Tally and Scopelift are building a protocol for governance tokens in DeFi. It's called Tally Liquid Staked Tokens (tLSTs). The goal of tLSTs is to let tokenholders use their tokens in both DeFi AND governance at the same time.
The ‘governance’ part of governance tokens has to compete with other use cases. Tokens can’t govern from inside DeFi protocols, cold storage, or centralized exchanges. That's because tokens must be delegated, or “activated”, to vote. But, they can’t be activated unless the owner holds them directly. The challenge will get harder, because yield is coming.

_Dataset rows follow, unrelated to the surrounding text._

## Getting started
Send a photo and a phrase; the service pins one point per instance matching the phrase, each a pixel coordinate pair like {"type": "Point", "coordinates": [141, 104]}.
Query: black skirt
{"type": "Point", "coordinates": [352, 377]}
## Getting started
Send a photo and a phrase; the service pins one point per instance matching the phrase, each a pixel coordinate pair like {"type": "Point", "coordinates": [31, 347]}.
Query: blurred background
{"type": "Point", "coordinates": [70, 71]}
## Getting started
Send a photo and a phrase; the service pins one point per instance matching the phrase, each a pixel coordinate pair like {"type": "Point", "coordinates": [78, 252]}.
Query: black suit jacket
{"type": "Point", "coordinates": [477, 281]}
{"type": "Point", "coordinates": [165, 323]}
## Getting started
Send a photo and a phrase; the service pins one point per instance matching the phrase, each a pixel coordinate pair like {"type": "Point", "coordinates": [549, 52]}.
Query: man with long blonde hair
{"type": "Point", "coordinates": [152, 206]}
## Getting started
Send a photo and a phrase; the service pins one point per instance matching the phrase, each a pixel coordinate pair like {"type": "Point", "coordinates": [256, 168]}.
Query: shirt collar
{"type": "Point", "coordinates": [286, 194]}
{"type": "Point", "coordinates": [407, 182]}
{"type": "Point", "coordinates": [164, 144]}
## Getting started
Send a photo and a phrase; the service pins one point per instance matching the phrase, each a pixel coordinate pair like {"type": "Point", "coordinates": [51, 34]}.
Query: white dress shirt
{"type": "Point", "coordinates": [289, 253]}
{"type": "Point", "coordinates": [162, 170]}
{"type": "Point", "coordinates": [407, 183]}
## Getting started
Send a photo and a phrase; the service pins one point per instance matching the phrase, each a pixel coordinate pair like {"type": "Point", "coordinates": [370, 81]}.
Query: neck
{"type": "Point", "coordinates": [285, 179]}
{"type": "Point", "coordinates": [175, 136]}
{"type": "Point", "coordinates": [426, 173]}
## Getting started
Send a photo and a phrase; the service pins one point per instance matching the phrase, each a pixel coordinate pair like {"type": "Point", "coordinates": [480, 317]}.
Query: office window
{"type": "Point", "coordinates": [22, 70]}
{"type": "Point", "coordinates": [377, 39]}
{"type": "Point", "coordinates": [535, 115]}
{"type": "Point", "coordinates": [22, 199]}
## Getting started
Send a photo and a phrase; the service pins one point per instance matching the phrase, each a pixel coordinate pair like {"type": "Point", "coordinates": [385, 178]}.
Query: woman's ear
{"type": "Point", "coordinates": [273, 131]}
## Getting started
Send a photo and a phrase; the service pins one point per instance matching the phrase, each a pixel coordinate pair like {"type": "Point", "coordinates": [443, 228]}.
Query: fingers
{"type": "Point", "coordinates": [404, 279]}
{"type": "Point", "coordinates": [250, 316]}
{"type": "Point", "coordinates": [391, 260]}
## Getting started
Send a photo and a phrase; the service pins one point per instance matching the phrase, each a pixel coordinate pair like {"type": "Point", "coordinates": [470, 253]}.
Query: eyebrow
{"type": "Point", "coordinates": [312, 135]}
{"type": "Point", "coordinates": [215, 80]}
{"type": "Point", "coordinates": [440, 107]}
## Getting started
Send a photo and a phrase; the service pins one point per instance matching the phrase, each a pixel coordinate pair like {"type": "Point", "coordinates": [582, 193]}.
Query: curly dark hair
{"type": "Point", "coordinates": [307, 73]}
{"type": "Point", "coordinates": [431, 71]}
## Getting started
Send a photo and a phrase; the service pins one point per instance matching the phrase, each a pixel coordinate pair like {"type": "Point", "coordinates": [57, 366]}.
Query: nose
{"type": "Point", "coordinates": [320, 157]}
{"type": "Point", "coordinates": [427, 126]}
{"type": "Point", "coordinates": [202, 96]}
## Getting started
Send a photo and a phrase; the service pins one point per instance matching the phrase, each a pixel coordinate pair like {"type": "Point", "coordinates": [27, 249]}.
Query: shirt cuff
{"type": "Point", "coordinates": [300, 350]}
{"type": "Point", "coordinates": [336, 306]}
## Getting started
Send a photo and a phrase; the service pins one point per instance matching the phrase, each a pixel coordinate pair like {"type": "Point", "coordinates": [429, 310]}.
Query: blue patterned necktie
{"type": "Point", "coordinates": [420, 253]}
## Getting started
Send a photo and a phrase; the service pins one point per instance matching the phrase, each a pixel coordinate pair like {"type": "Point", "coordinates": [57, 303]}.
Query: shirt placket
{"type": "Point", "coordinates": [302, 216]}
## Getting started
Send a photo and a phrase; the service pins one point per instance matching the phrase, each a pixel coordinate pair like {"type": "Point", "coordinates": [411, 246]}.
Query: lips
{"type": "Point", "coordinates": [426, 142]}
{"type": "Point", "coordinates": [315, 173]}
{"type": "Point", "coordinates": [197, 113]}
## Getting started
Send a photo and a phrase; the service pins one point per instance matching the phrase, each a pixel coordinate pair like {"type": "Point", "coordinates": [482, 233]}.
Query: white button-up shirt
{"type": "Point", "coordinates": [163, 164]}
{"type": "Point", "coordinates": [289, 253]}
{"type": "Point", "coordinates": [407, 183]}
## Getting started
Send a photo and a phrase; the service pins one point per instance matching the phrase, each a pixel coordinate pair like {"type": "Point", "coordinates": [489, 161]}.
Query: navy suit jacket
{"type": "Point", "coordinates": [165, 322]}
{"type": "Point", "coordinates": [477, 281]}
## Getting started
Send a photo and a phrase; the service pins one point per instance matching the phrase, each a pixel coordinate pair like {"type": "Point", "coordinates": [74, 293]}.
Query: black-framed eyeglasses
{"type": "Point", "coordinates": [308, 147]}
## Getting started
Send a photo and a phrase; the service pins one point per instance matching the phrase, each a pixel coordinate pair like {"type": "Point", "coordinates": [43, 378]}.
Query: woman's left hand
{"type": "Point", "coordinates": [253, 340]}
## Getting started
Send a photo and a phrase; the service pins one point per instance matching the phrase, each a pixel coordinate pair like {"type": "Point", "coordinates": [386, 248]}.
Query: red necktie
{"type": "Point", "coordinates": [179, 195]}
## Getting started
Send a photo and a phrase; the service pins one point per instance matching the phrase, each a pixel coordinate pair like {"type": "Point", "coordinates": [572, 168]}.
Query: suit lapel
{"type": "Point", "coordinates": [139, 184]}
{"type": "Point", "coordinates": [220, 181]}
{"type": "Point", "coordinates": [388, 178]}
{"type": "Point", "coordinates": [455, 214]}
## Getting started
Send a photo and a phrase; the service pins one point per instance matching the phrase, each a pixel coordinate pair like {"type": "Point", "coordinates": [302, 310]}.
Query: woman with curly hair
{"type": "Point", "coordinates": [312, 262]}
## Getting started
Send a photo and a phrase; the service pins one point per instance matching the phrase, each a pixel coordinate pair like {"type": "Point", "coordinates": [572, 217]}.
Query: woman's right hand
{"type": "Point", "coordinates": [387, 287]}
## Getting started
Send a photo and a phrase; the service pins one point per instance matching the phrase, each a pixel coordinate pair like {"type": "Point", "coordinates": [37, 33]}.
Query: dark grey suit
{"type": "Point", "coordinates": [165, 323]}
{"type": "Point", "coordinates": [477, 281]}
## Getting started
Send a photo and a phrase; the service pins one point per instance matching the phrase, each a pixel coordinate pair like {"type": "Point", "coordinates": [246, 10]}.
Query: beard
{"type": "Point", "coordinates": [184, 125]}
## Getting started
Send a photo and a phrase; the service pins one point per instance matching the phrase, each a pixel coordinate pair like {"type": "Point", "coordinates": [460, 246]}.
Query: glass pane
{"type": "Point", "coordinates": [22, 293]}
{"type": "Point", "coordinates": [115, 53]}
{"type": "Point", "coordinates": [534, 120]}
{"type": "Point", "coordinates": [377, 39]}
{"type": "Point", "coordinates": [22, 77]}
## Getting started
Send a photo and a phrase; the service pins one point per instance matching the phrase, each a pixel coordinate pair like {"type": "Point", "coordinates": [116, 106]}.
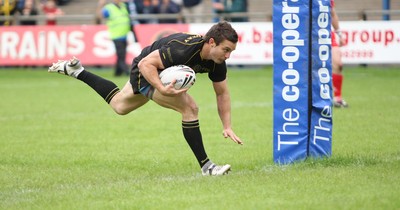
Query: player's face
{"type": "Point", "coordinates": [219, 53]}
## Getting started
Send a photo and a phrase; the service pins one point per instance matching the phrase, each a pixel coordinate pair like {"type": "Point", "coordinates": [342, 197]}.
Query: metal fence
{"type": "Point", "coordinates": [206, 18]}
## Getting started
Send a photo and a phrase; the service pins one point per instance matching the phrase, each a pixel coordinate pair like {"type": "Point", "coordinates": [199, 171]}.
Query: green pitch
{"type": "Point", "coordinates": [62, 147]}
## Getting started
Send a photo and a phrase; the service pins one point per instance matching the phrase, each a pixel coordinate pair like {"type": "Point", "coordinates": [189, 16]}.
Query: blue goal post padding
{"type": "Point", "coordinates": [302, 123]}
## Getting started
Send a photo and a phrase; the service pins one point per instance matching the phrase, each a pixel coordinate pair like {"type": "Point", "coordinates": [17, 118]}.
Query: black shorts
{"type": "Point", "coordinates": [140, 84]}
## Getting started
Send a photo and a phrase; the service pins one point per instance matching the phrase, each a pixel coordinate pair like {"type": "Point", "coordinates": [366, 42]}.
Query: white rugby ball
{"type": "Point", "coordinates": [184, 75]}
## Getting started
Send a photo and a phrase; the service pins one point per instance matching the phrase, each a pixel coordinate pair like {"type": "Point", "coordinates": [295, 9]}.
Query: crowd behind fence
{"type": "Point", "coordinates": [70, 19]}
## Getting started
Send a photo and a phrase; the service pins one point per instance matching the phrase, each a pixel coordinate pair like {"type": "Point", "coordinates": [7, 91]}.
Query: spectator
{"type": "Point", "coordinates": [28, 11]}
{"type": "Point", "coordinates": [132, 8]}
{"type": "Point", "coordinates": [218, 7]}
{"type": "Point", "coordinates": [149, 7]}
{"type": "Point", "coordinates": [52, 11]}
{"type": "Point", "coordinates": [7, 9]}
{"type": "Point", "coordinates": [169, 7]}
{"type": "Point", "coordinates": [119, 26]}
{"type": "Point", "coordinates": [337, 65]}
{"type": "Point", "coordinates": [232, 6]}
{"type": "Point", "coordinates": [192, 7]}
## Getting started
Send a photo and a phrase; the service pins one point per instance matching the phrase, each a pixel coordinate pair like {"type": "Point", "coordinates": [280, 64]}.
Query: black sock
{"type": "Point", "coordinates": [103, 87]}
{"type": "Point", "coordinates": [192, 134]}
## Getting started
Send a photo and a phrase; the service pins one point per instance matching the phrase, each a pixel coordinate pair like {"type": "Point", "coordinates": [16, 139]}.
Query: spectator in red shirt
{"type": "Point", "coordinates": [51, 10]}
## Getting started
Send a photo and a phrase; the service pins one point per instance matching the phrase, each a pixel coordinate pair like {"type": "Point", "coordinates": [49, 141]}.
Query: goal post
{"type": "Point", "coordinates": [302, 90]}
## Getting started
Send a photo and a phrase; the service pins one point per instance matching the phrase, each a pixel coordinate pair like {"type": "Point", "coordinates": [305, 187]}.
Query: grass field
{"type": "Point", "coordinates": [62, 147]}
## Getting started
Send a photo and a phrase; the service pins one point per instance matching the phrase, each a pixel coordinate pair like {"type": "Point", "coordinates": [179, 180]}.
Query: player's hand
{"type": "Point", "coordinates": [229, 133]}
{"type": "Point", "coordinates": [170, 90]}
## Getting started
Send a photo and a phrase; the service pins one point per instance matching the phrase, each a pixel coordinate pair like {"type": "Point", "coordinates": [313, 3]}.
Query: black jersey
{"type": "Point", "coordinates": [184, 49]}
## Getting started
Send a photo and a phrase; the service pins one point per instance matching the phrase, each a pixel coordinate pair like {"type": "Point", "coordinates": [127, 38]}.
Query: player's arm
{"type": "Point", "coordinates": [148, 68]}
{"type": "Point", "coordinates": [224, 109]}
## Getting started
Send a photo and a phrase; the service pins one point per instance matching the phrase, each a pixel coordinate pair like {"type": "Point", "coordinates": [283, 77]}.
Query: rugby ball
{"type": "Point", "coordinates": [184, 75]}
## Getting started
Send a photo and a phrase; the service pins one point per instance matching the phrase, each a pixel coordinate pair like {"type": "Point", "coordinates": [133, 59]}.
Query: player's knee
{"type": "Point", "coordinates": [191, 109]}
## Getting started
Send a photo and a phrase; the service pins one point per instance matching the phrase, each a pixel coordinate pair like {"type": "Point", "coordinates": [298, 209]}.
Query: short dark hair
{"type": "Point", "coordinates": [220, 32]}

Restaking protocols like EigenLayer and Symbiotic will offer yield for everything. That includes governance tokens. This yield will pull even more tokens out of governance. tLSTs fix the problem. tLSTs make it so that holders don’t have to choose between yield and governance.
tLSTs operate under the same constraints as regular governance tokens. If held directly, tLSTs can use their voting power like normal governance tokens. If not held directly, the holders cannot activate tLST voting power themselves.
Unlike governance tokens, Tally's tLST protocol activates the voting power of unactivated tLSTs. When an tLST isn't activated by the holder, the tLST's governance strategy activates it. To prevent capture, the underlying DAO determines the tLST's governance strategy.
tLSTs will be backwards compatible with existing ERC20Votes
governance tokens.
Yield doesn’t just come from restaking. Some protocols also have native yield. tLST also wraps sources of yield like UniStaker.
tLSTs will be ERC20 tokens. They will also implement ERC20Votes and restaking collateral interfaces.
Tally will provide an interface for tLSTs.